Rabbi Ungar, working closely with his son-in-law and student Rabbi Weissmandl and in conjunction with other underground Jewish activists, attempted to save Slovakian Jewry. With the aid of a hefty bribe paid to Nazi and Slovak officials, they managed to stave off some deportations until 1944. They also obtained permission from the Slovak government to keep their yeshivah open during those two years; the last surviving one in Slovakia. They constructed hiding places under the bimah (the Torah-reading lectern)and above the bookcases in the study hall in the event of Nazi raids. Often, the warning would come so suddenly that the students and faculty would bolt, leaving their Talmuds still open on the tables. Through this all, Halberstam’s father continued to teach.

After crushing a Slovak partisan revolt in 1944, the Germans occupied the country, ramping up the deportations to Auschwitz. The Nitra yeshivah was liquidated by the Nazis on Sept. 5, 1944. By October, every remaining Jew in Nitra had been deported.

Halberstam’s father, and her brother, Sholom Moshe, had been out of town when the Nazis liquidated the yeshivah. They fled to the forests, spending the winter hiding in mountain caves, subsisting on meager rations. During this time, Rabbi Ungar made sure to observe every iota of Jewish law, not even eating bread if he couldn’t find water to ritually wash his hands. When Rosh Hashanah approached, his primary concern was how they would hear the shofar. His student Meir Eisler, who also accompanied him in hiding, recalled that when kindly gentile farmers would offer them fruit and vegetables, Rabbi Ungar would never accept the life-sustaining offer without first paying them.

Just a month before liberation, on Feb. 9, 1945, Rabbi Ungar succumbed to starvation. In his last moments, he instructed his son on where and how to bury him, and recited his final prayers.

Young Chaya Nechama was deported to the Sereď concentration camp after the Nazis uncovered their bunker and from there to Auschwitz.

“When we got there, I was separated from my younger sister, Hilde Channale, who was sent to the gas chambers,” she recalled in an interview with Ami Magazine. “Four weeks later, there was a selection and I was among a group of women who were dispatched as slave labor to a munitions factory in Bad Kudova, on the Czechoslovakia-Poland border. The women in Bad Kudova were interned at the Gross-Rosen concentration camp. At first we had a foreman who was terribly cruel, but he was later replaced by a woman supervisor who was tolerable.

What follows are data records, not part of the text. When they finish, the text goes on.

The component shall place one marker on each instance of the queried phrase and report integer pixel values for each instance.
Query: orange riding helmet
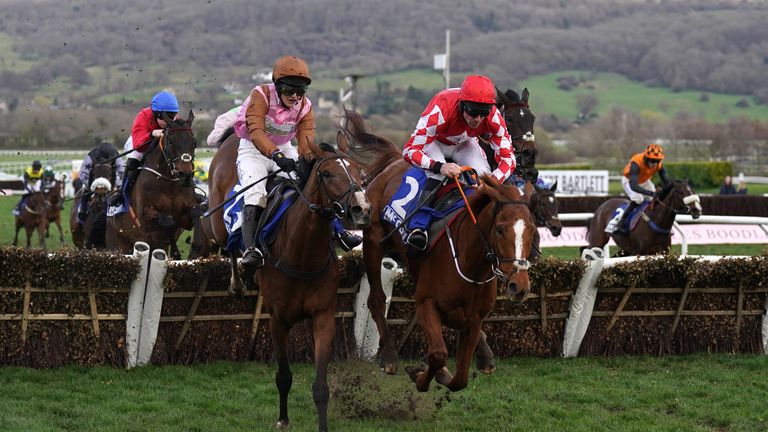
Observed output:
(654, 151)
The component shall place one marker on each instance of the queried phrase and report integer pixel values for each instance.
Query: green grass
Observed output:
(616, 90)
(692, 393)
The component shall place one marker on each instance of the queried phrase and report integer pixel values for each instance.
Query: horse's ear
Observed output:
(342, 141)
(525, 95)
(501, 98)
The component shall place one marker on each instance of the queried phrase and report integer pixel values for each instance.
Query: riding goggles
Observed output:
(289, 90)
(476, 110)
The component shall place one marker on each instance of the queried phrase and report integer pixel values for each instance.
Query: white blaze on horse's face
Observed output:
(519, 228)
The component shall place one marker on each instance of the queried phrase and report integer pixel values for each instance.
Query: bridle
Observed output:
(490, 254)
(336, 206)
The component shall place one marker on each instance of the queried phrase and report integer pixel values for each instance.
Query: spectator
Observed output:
(727, 187)
(742, 189)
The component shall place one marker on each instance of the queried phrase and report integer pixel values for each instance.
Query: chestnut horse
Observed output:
(54, 194)
(651, 234)
(456, 281)
(92, 233)
(300, 278)
(33, 216)
(162, 202)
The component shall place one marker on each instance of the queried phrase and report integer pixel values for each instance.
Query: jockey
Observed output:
(637, 181)
(271, 116)
(32, 180)
(220, 126)
(147, 126)
(449, 128)
(98, 155)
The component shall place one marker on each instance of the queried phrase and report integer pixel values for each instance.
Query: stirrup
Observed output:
(348, 241)
(253, 258)
(417, 239)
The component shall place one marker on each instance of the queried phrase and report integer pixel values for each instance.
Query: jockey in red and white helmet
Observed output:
(448, 128)
(450, 125)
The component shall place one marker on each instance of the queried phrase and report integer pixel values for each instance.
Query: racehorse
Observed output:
(456, 281)
(520, 120)
(162, 202)
(544, 208)
(54, 194)
(92, 233)
(650, 233)
(300, 278)
(33, 215)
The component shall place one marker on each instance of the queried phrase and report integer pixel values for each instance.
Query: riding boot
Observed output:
(419, 223)
(345, 239)
(131, 174)
(82, 212)
(252, 258)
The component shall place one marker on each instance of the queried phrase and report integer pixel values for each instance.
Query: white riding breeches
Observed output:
(637, 197)
(470, 154)
(134, 154)
(252, 166)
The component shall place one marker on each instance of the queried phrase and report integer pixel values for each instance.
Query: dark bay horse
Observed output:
(54, 194)
(651, 234)
(92, 233)
(300, 278)
(162, 202)
(520, 120)
(33, 216)
(457, 290)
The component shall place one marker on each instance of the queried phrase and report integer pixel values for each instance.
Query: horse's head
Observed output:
(544, 207)
(678, 197)
(510, 237)
(339, 178)
(178, 146)
(520, 120)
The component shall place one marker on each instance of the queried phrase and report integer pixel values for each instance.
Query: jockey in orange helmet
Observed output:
(637, 181)
(448, 128)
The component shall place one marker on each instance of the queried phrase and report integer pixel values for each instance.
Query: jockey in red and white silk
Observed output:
(442, 132)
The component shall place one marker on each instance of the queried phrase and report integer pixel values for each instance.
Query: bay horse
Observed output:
(33, 216)
(162, 201)
(54, 194)
(92, 233)
(651, 234)
(458, 289)
(520, 121)
(300, 278)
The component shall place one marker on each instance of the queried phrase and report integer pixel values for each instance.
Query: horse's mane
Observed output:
(373, 152)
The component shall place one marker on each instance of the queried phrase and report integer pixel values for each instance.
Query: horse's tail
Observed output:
(373, 151)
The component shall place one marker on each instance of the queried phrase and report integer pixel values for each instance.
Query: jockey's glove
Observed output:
(286, 164)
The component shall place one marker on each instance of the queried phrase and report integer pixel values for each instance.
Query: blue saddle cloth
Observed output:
(406, 201)
(233, 218)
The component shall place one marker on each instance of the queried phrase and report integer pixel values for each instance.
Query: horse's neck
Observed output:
(307, 232)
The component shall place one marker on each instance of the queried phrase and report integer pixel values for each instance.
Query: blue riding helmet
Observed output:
(165, 101)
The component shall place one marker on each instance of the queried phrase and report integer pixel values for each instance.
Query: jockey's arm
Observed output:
(255, 121)
(306, 135)
(663, 175)
(634, 172)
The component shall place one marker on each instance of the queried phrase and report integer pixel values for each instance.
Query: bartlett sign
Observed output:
(578, 182)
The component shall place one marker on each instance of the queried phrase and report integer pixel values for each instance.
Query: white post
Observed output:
(447, 70)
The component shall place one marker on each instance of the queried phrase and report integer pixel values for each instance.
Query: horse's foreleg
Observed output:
(466, 343)
(429, 319)
(377, 301)
(324, 330)
(283, 377)
(484, 359)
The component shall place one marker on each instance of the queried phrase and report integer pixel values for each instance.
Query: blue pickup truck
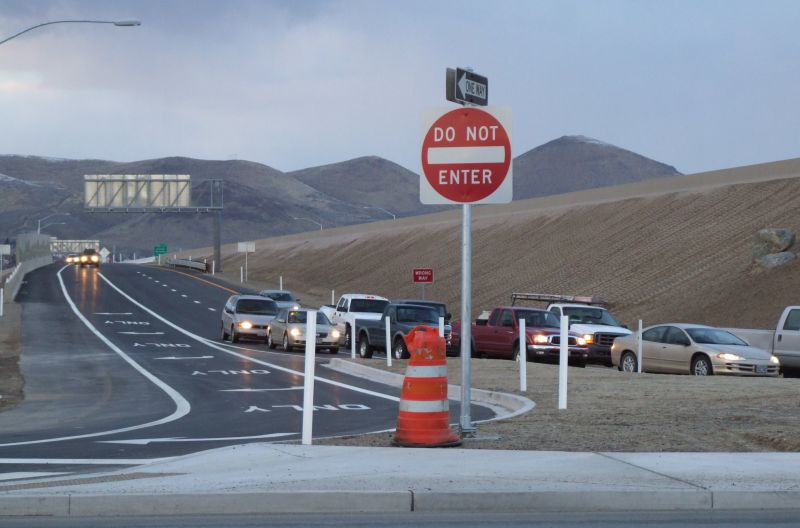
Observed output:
(371, 334)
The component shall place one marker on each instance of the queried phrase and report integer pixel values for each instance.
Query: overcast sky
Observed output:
(700, 85)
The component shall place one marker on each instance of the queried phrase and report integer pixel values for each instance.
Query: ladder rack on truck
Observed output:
(592, 300)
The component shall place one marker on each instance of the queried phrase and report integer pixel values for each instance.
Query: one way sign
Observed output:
(466, 87)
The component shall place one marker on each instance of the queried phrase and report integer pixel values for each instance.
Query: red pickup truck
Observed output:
(498, 336)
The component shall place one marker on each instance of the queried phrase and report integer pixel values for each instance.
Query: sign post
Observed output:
(422, 276)
(466, 159)
(246, 247)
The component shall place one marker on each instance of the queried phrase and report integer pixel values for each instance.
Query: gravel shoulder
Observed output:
(610, 410)
(11, 381)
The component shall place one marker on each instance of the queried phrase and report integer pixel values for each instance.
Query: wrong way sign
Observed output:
(466, 156)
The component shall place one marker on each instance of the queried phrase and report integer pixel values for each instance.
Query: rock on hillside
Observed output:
(573, 163)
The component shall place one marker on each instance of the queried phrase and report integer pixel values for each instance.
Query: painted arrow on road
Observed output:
(146, 441)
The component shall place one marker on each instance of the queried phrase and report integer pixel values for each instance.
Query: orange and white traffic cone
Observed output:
(424, 418)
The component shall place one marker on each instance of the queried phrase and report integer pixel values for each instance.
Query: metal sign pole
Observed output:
(466, 319)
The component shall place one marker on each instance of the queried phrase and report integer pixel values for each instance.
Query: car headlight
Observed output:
(727, 356)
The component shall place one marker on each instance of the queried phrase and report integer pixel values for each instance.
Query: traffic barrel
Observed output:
(424, 418)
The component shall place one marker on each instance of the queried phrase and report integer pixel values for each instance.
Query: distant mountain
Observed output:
(261, 201)
(369, 181)
(573, 163)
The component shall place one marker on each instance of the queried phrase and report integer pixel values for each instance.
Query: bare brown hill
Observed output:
(671, 249)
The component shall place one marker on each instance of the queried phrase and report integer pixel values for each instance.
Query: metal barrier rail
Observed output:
(184, 263)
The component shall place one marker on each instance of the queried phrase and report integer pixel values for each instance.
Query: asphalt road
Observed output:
(124, 364)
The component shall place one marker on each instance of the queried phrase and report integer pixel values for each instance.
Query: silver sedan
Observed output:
(289, 330)
(692, 349)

“One of the girls had a siddur and we took turns using it. But there wasn’t very much time for that. If we weren’t working there were lineups and roll calls, or else we were sleeping from exhaustion.”

They were a diverse group of 23 girls at the camp, many of whom didn’t come from religious families, and Chaya Nechama tried to set an example. She would express certainty that they would be liberated, and go on to marry and establish families, something that was a faraway dream in those bleak times. Her optimism was contagious and helped many of the girls pull through. One young woman, at Chaya Nechama’s urging, would pluck a few strands from her clothing and save a smidgen of margarine each day so she would have an improvised Shabbat candle.